After the collapse of the housing market in the United States, the federal government of the United States decided to implement a monetary policy known as quantitative easing. Simply speaking, quantitative easing is when a central bank of a country starts buying government securities. When this happens, the interest rates start going down (because the risk is also going down) and the market experiences an increased supply of money. Financial institutions in a country get access to money, which means that they can lead more and have more liquid capital.
When many countries engage in quantitative easing, they also essentially start currency wars, which is when a country is trying to devalue its currency so that it makes economic sense to manufacture products in the country and buy products in the country. For example, during the periods of weak United States dollar sometimes it is actually cheaper to buy a European car in the United States than it is to buy the same car in Europe even though the car is manufactured in Europe. The problem with currency wars and quantitative easing is that they may lead to inflation, which means that ordinary people would be able to buy less products with the money they have.
In essence, the monetary policies of quantitative easing and currency wars transfer the bill for the mistakes of the banks from the banks themselves to the ordinary taxpayers and all to the future tax liabilities of a country.
Regular modern currencies as fiat currencies
A fiat currency is a currency that a government of a country declares to be a medium of payment but this medium of payment does not have any backing in the form of a physical commodity.
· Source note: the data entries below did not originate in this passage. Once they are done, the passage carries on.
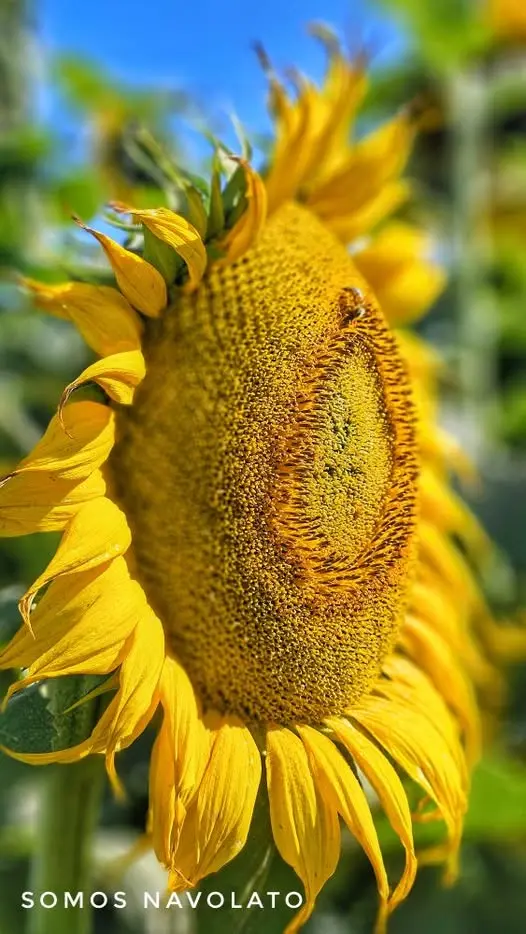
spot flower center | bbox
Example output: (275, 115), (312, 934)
(110, 204), (416, 722)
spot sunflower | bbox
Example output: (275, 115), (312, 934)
(0, 33), (516, 934)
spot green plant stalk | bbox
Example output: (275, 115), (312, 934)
(28, 678), (109, 934)
(29, 756), (104, 934)
(446, 65), (498, 459)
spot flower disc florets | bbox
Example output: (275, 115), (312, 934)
(110, 204), (416, 722)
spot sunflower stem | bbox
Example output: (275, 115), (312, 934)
(28, 756), (105, 934)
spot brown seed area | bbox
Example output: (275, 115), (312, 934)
(110, 204), (417, 723)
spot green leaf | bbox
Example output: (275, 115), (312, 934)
(0, 675), (114, 753)
(383, 0), (490, 71)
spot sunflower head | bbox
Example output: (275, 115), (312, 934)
(0, 34), (512, 932)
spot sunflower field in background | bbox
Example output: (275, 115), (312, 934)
(0, 0), (526, 934)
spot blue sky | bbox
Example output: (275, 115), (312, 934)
(38, 0), (408, 135)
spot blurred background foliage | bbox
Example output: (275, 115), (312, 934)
(0, 0), (526, 934)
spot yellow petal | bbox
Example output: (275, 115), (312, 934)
(326, 717), (417, 909)
(19, 497), (131, 625)
(59, 350), (146, 417)
(170, 717), (261, 890)
(266, 727), (340, 934)
(296, 726), (389, 918)
(147, 721), (180, 869)
(111, 201), (207, 288)
(22, 279), (142, 357)
(92, 601), (165, 794)
(375, 652), (469, 795)
(420, 467), (492, 561)
(0, 558), (145, 694)
(14, 402), (115, 481)
(307, 113), (414, 220)
(323, 179), (411, 243)
(0, 470), (106, 536)
(149, 656), (211, 868)
(261, 38), (366, 212)
(157, 656), (210, 824)
(221, 160), (267, 263)
(2, 594), (164, 795)
(402, 614), (481, 764)
(84, 227), (168, 318)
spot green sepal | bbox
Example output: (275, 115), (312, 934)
(0, 675), (112, 754)
(206, 165), (225, 240)
(183, 185), (208, 238)
(143, 227), (185, 285)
This means that in essence, fiat money is simply paper that is backed by a promise of a government to honor it is a form of payment.
In the past, the value exchanges first went from barter to commodity. Commodity money is money that has value because of the material is it made of, such as gold, silver, and copper. Historically, societies have also used salt, tea, peppercorns, shells, and other materials to exchange value.
The next step in the development of the monetary systems in the world has been an introduction of representative money.
Representative money is money that has features of both commodity money and fiat currencies. The United States dollar while it was backed by gold was representative money. It was still paper that was not worth much from the standpoint of the value of the paper itself, but it was worth a lot because the United States government was backing the paper with gold. The US government stopped allowing people to exchange the US dollar for gold in 1933. The gold standard in the United States has ended completely in 1973.
The biggest benefit of fiat money is also is its biggest disadvantage, which is that unlike commodity money, fiat money is easy to create and this gives central banks a lot of control over a currency. This may become a problem when a central bank is making decisions that do not align with the interests of people in the country. One of the examples of such behavior is Zimbabwe during the end of the twentieth and the beginning of the twenty-first century.
Hyperinflation in Zimbabwe as an example of what can go wrong with a fiat currency
When the government of Robert Mugabe came to power in 1980, it decided to change the pattern of land management in the country and redistribute the land among the residents who have not owned any land before. However, such residents did not know how to manage farms, which is one of the main reasons why the economic situation in the country started to decline. In the 1990s, inflation has reached 17%. In both 1990s and 2000s, the unemployment kept going up, wages kept declining and the standard of living was going down. The inflation in the country started to skyrocket in the second half of 2000s and has reached five hundred billion (billion with a “b”) percent in 2008. This is when one trillion of Zimbabwe dollars was equal to about USD$0.40 (forty cents). The last bill that the government of the country has introduced was one hundred trillion. Because of the hyperinflation, people had to carry bags of money with them even when they needed to buy small necessities. The government of the country first stopped publishing the numbers about the rate of inflation and the rate at which it was adding money to the circulation and then it has scraped the currency altogether in 2009 and switched to using the United States dollar.